¿Quieres quemar grasa? Dieta proteica
Esta dieta se basa en proteínas, ya que nos ayudan a saciar el apetito y dominar el hambre, el quemar grasa está asegurado.
Beneficios de hacer una dieta basada en proteínas:
- Lo principal, se reduce la grasa en nuestro cuerpo de una manera rápida, ya que reducimos la ingesta de carbohidratos y el cuerpo entra en el proceso de cetosis (se deriva en cetonas, que es una fuente de energía alternativa al haber poca glucosa en la sangre).
- Te olvidas de pasar hambre, ya que comemos lo justo que necesitamos y al momento que nuestro cuerpo lo necesita
Claro, no es una dieta fácil de hacer, ya que al reducir los carbohidratos de nuestra dieta, estaríamos elevando casi al 50% las calorías que necesitamos directamente de las proteínas.
También necesitamos mantenernos hidratados durante el día, de 2 a 2,5 litros de agua diarios, otros síntomas como el estreñimiento y mal aliento se pueden presentar, así que hay que estar pendientes.

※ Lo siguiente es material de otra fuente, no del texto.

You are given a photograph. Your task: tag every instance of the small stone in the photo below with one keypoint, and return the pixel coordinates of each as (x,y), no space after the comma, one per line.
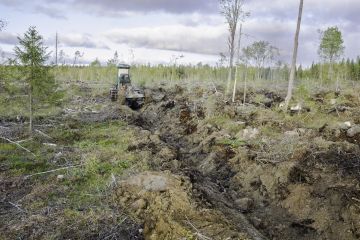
(155,139)
(245,204)
(249,133)
(345,125)
(292,134)
(139,204)
(296,108)
(352,132)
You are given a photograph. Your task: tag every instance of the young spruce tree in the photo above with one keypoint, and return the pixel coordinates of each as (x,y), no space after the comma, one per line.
(41,85)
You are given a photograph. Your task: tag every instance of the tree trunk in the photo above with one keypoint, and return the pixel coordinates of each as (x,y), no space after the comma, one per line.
(245,85)
(30,111)
(231,66)
(293,64)
(238,61)
(235,83)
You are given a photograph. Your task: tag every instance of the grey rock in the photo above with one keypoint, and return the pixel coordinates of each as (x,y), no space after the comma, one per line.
(245,204)
(352,132)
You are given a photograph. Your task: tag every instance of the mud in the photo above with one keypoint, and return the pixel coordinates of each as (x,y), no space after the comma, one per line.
(203,183)
(308,196)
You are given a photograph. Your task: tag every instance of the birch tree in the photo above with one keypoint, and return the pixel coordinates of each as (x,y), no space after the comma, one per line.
(232,10)
(331,48)
(294,57)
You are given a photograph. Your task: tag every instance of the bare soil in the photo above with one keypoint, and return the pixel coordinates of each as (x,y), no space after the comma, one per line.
(202,183)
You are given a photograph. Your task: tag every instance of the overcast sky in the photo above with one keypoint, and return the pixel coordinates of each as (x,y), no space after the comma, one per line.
(156,31)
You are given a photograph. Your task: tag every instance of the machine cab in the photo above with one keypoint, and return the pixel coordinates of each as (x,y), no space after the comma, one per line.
(123,77)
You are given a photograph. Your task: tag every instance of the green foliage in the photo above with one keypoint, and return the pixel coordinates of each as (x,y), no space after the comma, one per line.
(39,81)
(95,63)
(331,46)
(259,52)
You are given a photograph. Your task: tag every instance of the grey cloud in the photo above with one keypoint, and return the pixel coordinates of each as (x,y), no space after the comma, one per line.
(173,6)
(8,38)
(50,12)
(201,39)
(80,40)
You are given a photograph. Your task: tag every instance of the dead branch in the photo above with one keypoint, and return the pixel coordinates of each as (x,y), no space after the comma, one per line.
(200,236)
(43,134)
(17,207)
(51,171)
(17,144)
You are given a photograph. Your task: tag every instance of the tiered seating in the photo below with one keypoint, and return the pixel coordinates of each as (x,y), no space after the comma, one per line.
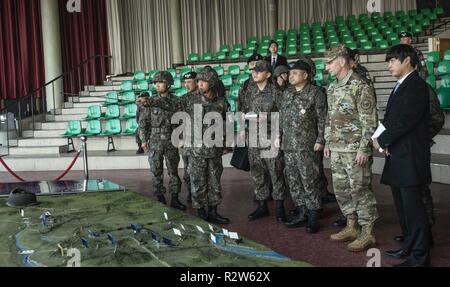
(369,33)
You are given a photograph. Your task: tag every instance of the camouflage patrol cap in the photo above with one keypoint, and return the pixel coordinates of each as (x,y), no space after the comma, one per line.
(263,66)
(209,76)
(336,52)
(190,76)
(163,76)
(280,70)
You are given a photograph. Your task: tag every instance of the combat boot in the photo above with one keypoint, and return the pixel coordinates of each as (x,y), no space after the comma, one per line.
(364,241)
(279,211)
(201,212)
(161,198)
(261,211)
(299,219)
(216,218)
(313,221)
(175,202)
(349,233)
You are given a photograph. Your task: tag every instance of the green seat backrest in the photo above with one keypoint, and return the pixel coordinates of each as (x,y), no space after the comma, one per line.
(142,85)
(227,80)
(234,70)
(130,111)
(112,111)
(444,67)
(112,98)
(126,86)
(433,57)
(193,57)
(139,76)
(234,93)
(94,127)
(176,83)
(94,112)
(130,97)
(242,78)
(220,70)
(181,92)
(131,126)
(113,126)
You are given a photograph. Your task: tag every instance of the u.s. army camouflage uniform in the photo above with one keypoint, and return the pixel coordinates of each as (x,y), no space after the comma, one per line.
(256,101)
(352,120)
(155,129)
(205,166)
(303,116)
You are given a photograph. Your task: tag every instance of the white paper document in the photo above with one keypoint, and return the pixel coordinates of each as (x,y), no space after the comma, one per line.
(381,128)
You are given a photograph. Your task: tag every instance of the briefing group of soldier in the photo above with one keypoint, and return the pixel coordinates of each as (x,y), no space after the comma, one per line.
(337,123)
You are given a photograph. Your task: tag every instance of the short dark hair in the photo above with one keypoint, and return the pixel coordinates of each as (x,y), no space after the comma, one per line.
(401,52)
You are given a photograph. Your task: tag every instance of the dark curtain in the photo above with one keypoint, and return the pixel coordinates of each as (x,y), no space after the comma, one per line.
(84,35)
(21,58)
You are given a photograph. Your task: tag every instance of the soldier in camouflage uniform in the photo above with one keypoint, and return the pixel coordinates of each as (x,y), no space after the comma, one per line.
(205,163)
(406,38)
(303,110)
(352,120)
(322,184)
(190,83)
(155,131)
(261,97)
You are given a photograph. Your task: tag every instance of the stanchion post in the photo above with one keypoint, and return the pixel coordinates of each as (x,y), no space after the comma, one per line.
(85,163)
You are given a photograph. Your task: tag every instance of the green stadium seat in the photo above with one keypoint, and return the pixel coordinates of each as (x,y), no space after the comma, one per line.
(220,70)
(142,86)
(94,128)
(444,67)
(113,127)
(129,97)
(431,80)
(445,81)
(193,57)
(221,56)
(383,44)
(184,71)
(181,92)
(139,76)
(152,74)
(234,70)
(242,78)
(94,113)
(444,97)
(238,47)
(234,55)
(129,111)
(291,51)
(234,92)
(112,98)
(112,112)
(439,10)
(224,48)
(130,127)
(248,53)
(207,56)
(227,80)
(176,83)
(73,129)
(126,86)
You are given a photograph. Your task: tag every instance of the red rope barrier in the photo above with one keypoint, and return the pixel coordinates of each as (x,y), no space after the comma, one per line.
(69,168)
(10,171)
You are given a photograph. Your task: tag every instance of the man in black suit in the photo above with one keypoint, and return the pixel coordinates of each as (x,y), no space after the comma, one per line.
(274,59)
(406,143)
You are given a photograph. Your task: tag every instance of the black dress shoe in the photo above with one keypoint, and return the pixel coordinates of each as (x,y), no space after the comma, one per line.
(400,254)
(399,238)
(341,222)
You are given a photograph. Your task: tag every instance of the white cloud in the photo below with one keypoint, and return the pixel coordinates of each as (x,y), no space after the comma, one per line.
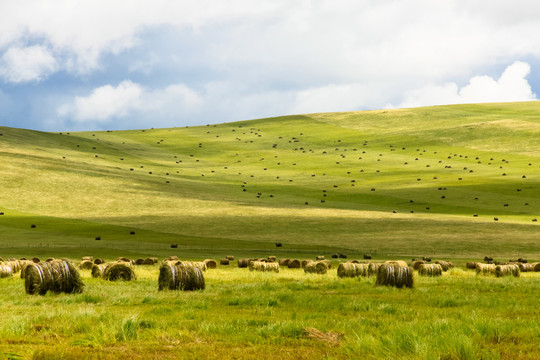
(33,63)
(511,86)
(130,100)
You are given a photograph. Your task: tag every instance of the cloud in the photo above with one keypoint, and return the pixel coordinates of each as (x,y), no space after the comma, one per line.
(108,103)
(511,86)
(33,63)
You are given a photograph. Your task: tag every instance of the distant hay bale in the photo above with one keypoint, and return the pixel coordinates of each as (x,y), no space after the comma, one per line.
(284,262)
(373,269)
(430,270)
(524,267)
(485,269)
(56,276)
(210,263)
(446,265)
(507,270)
(316,267)
(243,263)
(86,265)
(149,261)
(119,270)
(416,264)
(350,269)
(393,273)
(294,264)
(180,275)
(98,269)
(263,266)
(5,271)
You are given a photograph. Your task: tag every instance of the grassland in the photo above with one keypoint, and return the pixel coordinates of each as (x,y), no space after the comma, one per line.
(396,183)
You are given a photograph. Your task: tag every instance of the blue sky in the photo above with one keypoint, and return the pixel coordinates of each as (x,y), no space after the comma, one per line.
(96,65)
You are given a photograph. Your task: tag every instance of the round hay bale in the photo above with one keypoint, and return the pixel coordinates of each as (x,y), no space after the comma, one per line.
(180,275)
(86,265)
(263,266)
(148,261)
(243,263)
(485,269)
(284,262)
(430,270)
(507,270)
(446,265)
(210,263)
(5,271)
(56,276)
(98,269)
(394,274)
(294,264)
(316,267)
(373,269)
(119,270)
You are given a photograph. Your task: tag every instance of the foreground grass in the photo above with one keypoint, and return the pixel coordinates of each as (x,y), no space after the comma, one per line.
(244,315)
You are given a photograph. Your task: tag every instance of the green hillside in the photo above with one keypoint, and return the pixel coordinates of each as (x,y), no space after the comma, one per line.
(395,183)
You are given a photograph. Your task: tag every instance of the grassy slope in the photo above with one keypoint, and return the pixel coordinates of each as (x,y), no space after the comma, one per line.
(80,185)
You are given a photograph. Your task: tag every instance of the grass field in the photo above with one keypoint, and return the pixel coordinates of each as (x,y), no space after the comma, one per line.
(396,183)
(450,182)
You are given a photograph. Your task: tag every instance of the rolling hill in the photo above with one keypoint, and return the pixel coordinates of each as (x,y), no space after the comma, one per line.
(458,181)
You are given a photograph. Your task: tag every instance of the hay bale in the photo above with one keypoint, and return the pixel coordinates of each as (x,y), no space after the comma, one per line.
(316,267)
(243,263)
(263,266)
(446,265)
(507,270)
(210,263)
(149,261)
(5,271)
(56,276)
(180,275)
(294,264)
(350,269)
(393,273)
(485,269)
(430,270)
(86,265)
(98,269)
(119,270)
(284,262)
(373,269)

¿Qué cantidad de proteína necesitamos?
Te presento en gramos las cantidades en cada alimento en la dieta:
- Cada 100 gramos de leche desnatada: 3,4 gramos
- Cada 60 gramos de avenas: 12 gramos
- Cada 60 gramos aguacate: 2 gramos
- Cada 100 gramos de carne de vaca: 24 gramos
- Cada 100 gramos de huevo: 13 gramos
- Cada 50 gramos de nueces: 8 gramos
- Cada 100 gramos de yogurt: 10 gramos
- Cada 100 gramos de pescado (depende del tipo): 17-20 gramos
- Cada 100 gramos de pechuga de pollo: 31
- ½ taza de queso: 10 a 14 gramos
Podemos ajustar las porciones a nuestra necesidad.

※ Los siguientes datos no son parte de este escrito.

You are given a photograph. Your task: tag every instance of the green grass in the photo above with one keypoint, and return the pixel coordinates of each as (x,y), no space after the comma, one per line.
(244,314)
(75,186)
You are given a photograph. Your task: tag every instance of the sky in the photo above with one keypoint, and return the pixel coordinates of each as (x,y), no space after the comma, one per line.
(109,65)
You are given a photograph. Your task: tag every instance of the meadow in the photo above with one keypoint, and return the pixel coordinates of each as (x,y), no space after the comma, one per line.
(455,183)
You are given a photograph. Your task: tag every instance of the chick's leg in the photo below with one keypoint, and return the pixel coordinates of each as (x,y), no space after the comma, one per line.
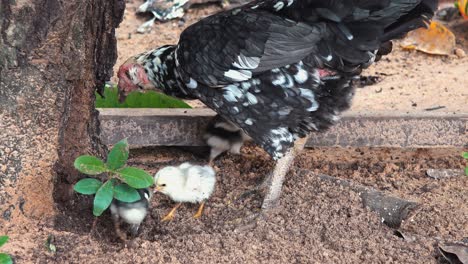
(200,211)
(170,215)
(274,182)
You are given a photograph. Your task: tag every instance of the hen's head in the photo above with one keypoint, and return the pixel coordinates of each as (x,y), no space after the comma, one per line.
(132,76)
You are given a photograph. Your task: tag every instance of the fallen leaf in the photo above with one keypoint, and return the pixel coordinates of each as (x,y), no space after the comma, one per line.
(436,39)
(454,253)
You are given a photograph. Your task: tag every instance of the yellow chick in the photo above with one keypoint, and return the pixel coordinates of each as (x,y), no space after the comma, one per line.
(186,183)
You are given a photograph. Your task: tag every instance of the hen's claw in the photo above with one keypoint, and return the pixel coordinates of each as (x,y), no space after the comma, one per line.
(200,211)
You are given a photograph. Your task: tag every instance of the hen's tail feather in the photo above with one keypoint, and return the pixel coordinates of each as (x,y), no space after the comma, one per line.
(418,17)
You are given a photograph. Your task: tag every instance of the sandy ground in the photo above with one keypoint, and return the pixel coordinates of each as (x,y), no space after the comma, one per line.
(317,221)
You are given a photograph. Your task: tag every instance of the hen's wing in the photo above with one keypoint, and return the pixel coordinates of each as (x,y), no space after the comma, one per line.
(235,45)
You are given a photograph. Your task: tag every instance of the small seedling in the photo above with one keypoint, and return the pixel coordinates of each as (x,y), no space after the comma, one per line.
(465,156)
(4,258)
(121,183)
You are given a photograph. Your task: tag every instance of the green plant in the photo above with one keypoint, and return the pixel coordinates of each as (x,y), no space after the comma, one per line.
(121,183)
(149,99)
(465,156)
(4,258)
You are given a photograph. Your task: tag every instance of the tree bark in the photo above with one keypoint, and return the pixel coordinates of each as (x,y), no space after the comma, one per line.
(53,56)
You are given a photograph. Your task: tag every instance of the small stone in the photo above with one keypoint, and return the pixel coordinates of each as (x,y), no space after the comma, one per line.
(460,53)
(443,173)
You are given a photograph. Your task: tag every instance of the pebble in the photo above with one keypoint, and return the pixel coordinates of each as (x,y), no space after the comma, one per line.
(460,53)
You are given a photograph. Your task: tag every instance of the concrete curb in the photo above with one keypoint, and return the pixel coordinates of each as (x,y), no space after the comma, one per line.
(185,127)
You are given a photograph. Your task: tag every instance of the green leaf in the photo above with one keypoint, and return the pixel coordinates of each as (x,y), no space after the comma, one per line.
(3,240)
(149,99)
(90,165)
(125,193)
(87,186)
(5,259)
(136,178)
(118,155)
(103,198)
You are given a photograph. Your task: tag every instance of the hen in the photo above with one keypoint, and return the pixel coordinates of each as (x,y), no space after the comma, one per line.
(277,69)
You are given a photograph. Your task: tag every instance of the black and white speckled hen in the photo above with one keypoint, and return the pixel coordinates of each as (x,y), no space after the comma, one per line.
(278,69)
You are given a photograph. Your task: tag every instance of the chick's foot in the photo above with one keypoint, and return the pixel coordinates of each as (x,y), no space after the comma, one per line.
(200,211)
(170,215)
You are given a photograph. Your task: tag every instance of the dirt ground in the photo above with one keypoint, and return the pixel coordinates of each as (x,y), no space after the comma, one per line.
(317,221)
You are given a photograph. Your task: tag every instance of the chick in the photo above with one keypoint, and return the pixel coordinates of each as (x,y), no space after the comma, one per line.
(186,183)
(131,213)
(222,135)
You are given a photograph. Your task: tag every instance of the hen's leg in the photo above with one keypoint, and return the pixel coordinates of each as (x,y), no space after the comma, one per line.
(274,182)
(170,215)
(200,211)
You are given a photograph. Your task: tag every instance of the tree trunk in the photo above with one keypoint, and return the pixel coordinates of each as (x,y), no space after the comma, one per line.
(53,56)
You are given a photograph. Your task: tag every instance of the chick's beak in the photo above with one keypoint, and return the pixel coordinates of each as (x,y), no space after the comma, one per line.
(157,189)
(122,92)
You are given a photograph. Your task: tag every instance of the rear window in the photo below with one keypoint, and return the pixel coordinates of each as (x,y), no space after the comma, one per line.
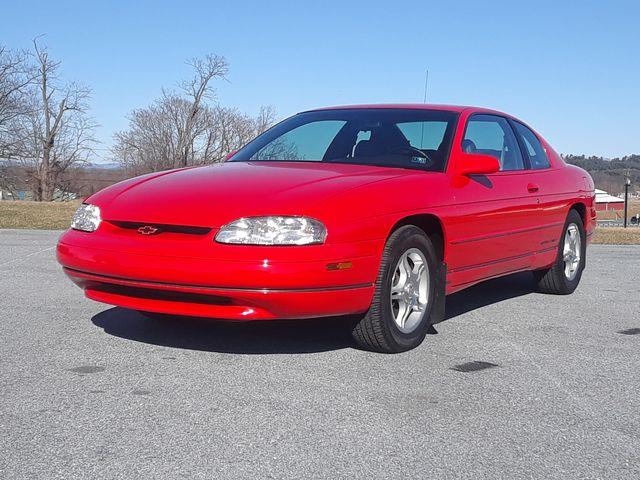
(387,137)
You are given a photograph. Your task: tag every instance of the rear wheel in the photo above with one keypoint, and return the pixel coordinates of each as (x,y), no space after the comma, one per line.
(564,275)
(399,315)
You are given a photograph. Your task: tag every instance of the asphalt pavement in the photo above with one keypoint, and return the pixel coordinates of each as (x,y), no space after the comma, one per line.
(515,385)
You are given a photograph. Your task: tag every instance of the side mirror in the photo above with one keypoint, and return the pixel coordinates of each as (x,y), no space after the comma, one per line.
(477,164)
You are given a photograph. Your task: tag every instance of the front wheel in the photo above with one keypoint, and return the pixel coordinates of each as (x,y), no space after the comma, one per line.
(563,277)
(399,315)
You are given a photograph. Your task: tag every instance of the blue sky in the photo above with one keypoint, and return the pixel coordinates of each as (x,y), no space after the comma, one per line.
(570,69)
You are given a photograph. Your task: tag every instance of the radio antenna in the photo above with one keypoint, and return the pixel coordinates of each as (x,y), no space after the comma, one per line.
(426,86)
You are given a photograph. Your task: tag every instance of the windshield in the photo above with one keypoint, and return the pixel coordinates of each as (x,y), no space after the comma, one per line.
(376,136)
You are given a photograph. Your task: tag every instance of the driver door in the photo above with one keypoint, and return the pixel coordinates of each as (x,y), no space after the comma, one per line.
(496,213)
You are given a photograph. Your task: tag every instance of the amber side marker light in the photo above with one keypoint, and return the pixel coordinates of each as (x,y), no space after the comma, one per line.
(339,266)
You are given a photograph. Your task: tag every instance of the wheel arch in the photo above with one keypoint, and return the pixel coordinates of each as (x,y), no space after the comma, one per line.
(431,225)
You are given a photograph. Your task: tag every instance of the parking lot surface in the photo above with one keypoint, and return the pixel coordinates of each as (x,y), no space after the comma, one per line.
(515,385)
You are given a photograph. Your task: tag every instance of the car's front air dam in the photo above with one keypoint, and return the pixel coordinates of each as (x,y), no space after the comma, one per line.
(224,303)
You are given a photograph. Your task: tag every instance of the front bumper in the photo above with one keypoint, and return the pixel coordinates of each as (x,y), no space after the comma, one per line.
(224,288)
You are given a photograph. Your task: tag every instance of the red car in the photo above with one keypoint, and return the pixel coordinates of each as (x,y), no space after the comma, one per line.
(376,210)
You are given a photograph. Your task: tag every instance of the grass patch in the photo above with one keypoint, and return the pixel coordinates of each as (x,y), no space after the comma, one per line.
(37,215)
(617,236)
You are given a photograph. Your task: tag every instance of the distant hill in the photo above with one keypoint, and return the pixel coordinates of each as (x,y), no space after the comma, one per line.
(607,174)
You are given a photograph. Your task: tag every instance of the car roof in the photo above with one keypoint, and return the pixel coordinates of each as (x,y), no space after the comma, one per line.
(412,106)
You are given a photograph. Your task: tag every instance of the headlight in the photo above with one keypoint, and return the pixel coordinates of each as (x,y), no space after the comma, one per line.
(87,218)
(273,231)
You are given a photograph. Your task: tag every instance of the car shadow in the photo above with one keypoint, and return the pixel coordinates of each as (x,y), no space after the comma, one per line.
(281,336)
(488,293)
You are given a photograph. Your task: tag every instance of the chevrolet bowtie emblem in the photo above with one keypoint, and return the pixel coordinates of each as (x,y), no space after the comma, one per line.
(148,230)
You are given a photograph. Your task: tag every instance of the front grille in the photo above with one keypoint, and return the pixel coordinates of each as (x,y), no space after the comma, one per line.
(162,228)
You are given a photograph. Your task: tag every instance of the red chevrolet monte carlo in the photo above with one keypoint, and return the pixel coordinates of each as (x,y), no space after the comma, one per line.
(376,210)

Dieta proteica mas especifica: día x día
Incluir frutas o té a media mañana viene con este tipo de dietas, ya que incluyen antioxidantes y fibra, buenos para la digestión y absorción de los alimentos que ingerimos, también por la tarde podemos repetir estas comidas, con frutos secos para variar (30 gr máx.)
Dieta Proteica Lunes
Desayuno: 1 rebanada de pan integral, ½ taza de queso, 3 huevos y una manzana
Almuerzo: 170 gramos de carne de vaca y calabacín a la plancha o parrilla
Cena: ensalada de aguacate con lechuga y soja con 50 gramos de atún y 1 naranja
Dieta Proteica Martes
Desayuno: batido a base de proteína (polvo), 1 taza de leche y fresas
Almuerzo: 120 gramos de salmón, verduras con aceite de oliva y vinagre, 1 manzana
Cena: 120 gramos de pechuga de pollo con quínoa y coles de Bruselas
Dieta Proteica Miércoles
Desayuno: 1 rebanada de pan integral con pavo y un té
Almuerzo: 120 gramos de pechuga de pollo con aguacate, 1 pera
Cena: verduras con 120 gramos de pollo o pavo
Dieta Proteica Jueves
Desayuno: 1 taza de avena y yogur con 1 té
Almuerzo: verduras con 120 gramos de pavo o pollo
Cena: frijoles o garbanzos, cebolla y orégano aliñado con aceite de oliva, 1 manzana
Dieta Proteica Viernes
Desayuno: 1 tortilla de 3 huevos con una rebanada de pan integral y una naranja
Almuerzo: 120 gramos de carne con brócoli y una manzana
Cena: 1 batido de proteínas del sabor que más te guste
Dieta Proteica Sábado
Desayuno: 1 rebanada de queso fresco con 1/4 taza de nueces picadas, manzanas cortadas en cuadritos y canela.
Almuerzo: 120 gramos de atún fresco y todas las zanahorias crudas que quieras.
Cena: 4-5 albóndigas de ternera con tomate crudo y frambuesas.
Dieta proteica Domingo
Desayuno: 1 rebanada de pan integral con una loncha de queso fresco y 1 pera o manzana
Almuerzo: 1 filete a la parrilla y calabacines.
Cena: una taza de yogur desnatado mezclado con 1/4 taza de nueces picadas y piña.